BRIEF DESCRIPTION OF THE DRAWINGS

FIG. 1 is a schematic diagram of a system providing for object storage.

FIG. 2 is a flow chart of a method implemented in the context of the system of FIG. 1.

DETAILED DESCRIPTION

In system AP1 of FIG. 1, an initial “replication” number of replicas is selected as a function of access control policies, e.g., associated with the object itself or with a selected storage location. This allows a useful replication value to be selected when an object is first “published” (stored so as to be accessible to authorized users) and without having to wait for a history of accesses to determine access frequency, i.e., “popularity”.
System AP1 includes a data center 12, client computers 14, 15, and 16, and respective users 17, 18, and 19. Data center 12 includes processors 21, communications devices 23, and computer-readable storage media 25. Media 25 is encoded with code 40 defining an access controller 41, a replication controller 43, a load balancer 45, a usage monitor 47, a database 49 for storing usage data, a usage analyzer 51, and published objects. Media 25 includes disk storage and other media associated with storage nodes 31-36 and used for storing published objects, as well as system memory and other solid-state memory on data center servers on which functions 41-51 are executed.
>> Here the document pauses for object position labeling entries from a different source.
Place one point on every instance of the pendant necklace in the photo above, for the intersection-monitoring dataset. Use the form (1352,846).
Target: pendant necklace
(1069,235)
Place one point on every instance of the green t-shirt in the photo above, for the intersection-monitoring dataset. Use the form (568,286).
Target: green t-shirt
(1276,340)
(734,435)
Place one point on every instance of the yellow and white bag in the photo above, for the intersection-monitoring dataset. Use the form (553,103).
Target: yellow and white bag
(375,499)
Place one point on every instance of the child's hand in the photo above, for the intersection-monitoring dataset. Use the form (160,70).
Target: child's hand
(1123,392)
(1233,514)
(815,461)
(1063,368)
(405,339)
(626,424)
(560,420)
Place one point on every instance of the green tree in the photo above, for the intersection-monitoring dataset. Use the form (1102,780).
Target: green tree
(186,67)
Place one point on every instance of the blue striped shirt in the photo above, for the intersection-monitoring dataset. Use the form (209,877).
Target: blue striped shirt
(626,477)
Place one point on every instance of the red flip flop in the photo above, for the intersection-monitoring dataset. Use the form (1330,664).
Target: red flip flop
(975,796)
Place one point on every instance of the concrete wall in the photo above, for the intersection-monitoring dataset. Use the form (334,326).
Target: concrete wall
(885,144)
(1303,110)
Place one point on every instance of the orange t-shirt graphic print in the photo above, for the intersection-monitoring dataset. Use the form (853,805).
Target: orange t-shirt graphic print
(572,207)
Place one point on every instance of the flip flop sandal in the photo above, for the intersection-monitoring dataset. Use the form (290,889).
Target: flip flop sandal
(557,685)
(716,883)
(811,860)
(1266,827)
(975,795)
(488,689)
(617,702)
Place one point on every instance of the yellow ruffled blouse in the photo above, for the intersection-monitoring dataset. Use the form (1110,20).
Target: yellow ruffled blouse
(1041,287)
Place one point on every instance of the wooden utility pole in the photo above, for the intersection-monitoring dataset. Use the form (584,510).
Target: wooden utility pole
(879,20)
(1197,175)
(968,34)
Access controller 41 governs access to data center 12, e.g., by client computers 14-16, in accordance with access policies 53. Replication controller 43 controls document replication according to replication policies 55.
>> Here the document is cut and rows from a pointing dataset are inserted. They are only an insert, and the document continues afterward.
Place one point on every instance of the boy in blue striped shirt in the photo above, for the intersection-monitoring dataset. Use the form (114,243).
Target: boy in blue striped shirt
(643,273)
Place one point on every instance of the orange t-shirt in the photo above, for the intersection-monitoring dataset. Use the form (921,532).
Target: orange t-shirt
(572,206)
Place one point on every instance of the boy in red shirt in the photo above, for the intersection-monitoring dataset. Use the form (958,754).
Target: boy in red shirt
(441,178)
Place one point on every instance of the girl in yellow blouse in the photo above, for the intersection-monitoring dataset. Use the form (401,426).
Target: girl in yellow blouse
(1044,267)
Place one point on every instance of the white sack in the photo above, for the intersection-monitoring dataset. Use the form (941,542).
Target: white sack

Data center 12 provides for storing objects such as compressed and uncompressed electronic documents, multimedia objects, and executable files. For example, data center 12 is shown in FIG. 1 storing documents D1-D4. Document D1 is representative of large document files that are not accessed very often so that an interruption in its availability is not likely to be particularly problematic; it is therefore stored only in one storage node, namely, storage node 36. Document D2 is representative of moderately popular documents for which an interruption in availability might be problematic; document D2 is stored in two storage nodes 34 and 35. Document D3, which is stored in all nodes 31-36 is representative of objects that are very popular. Document D4 is also very popular in that it is frequently written to; however, to limit the burden of synchronizing replicas, it is stored in only a few nodes, e.g., nodes 31, 32, and 35. In general, each stored electronic object is replicated as determined by replication controller 43 in accordance with replication policies 55.
Data center 12 employs a distributed file system that allows each file to be independently replicated by a factor specified on a per-file basis. The file system is also responsible for detecting and recovering from storage node failures. For example, it will make new replicas of objects stored on a storage node in the event that the data node fails. The Hadoop file system (available from The Apache Software Foundation) is one example of a file system with these characteristics.
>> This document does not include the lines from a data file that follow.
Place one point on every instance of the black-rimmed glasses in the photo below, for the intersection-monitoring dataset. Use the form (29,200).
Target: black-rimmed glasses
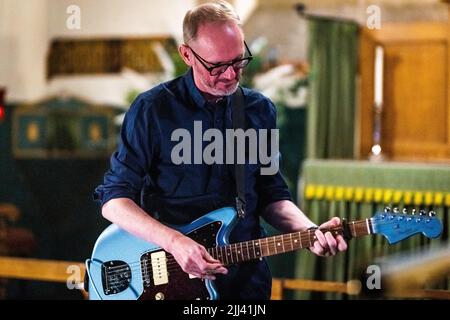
(220,68)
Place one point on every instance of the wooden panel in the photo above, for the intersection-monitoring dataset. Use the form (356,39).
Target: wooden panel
(35,269)
(416,89)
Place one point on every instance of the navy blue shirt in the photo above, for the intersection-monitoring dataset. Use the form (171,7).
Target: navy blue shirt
(142,168)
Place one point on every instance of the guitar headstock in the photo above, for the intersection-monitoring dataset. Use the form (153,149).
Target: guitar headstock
(397,226)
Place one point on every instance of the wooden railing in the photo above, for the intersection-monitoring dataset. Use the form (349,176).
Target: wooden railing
(72,273)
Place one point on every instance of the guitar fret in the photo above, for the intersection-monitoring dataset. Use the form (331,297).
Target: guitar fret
(268,248)
(235,250)
(242,252)
(248,252)
(275,244)
(224,254)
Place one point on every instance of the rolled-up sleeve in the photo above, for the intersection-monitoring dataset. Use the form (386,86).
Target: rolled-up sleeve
(132,160)
(271,188)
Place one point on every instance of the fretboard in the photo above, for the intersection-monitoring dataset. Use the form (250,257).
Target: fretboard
(255,249)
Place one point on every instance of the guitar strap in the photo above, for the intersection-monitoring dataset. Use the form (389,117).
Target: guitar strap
(239,169)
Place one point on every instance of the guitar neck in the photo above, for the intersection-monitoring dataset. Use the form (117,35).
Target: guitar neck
(255,249)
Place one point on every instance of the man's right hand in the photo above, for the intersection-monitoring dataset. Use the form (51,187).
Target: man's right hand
(193,258)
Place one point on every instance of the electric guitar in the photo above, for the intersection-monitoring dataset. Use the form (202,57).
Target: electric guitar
(125,267)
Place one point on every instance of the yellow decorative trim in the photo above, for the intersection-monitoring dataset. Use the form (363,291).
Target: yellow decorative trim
(447,200)
(368,195)
(418,198)
(377,195)
(339,193)
(329,193)
(438,198)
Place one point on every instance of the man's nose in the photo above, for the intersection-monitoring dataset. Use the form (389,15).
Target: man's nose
(229,74)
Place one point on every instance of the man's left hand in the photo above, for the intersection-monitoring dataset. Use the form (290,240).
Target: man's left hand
(326,244)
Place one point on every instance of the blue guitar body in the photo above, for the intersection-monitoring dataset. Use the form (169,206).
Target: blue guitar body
(124,267)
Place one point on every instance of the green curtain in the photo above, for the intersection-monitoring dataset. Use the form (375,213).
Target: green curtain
(331,105)
(324,188)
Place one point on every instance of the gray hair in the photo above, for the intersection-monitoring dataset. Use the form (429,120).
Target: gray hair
(217,11)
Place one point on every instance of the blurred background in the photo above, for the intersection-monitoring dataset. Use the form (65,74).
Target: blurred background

Documents and other objects can be published by submitting them for storage by data center 12. Access control policies 53 determine which users may access which objects; in addition, policies 53 determine what rights users permitted to access an object have. For example, some users may be permitted to edit a form, others may be permitted to fill in a form but not edit it, and still others may be restricted to viewing a completed form. In FIG. 1, user 14 is representative of users that can submit and edit documents D1-D4; user 15 is representative of users that have read-only access to documents D1-D4; and user 16 is representative of users that are not permitted to access documents D1-D4 (but may have rights to access other objects stored on data center 12). For each access type, user correlations can be used to predict the likely read and write access rates of a new object given its creator and access control policy. This information may be combined with other object characteristics to select a suitable replication number for each object to satisfy user demand without excessive cost
As mentioned above, it is generally desirable to provide more replicas of relatively popular documents. The “popularity” used for determining a replication value can be determined by tracking accesses to a published object. However, at the time the object is submitted and for some time afterwards, there will be insufficient access data to provide a measure of popularity, or access patterns. System AP1 allows the publisher to assign either a permanent or temporary replication value upon object publication. However, most user/publishers are not well versed in the tradeoffs involved in setting a replication value.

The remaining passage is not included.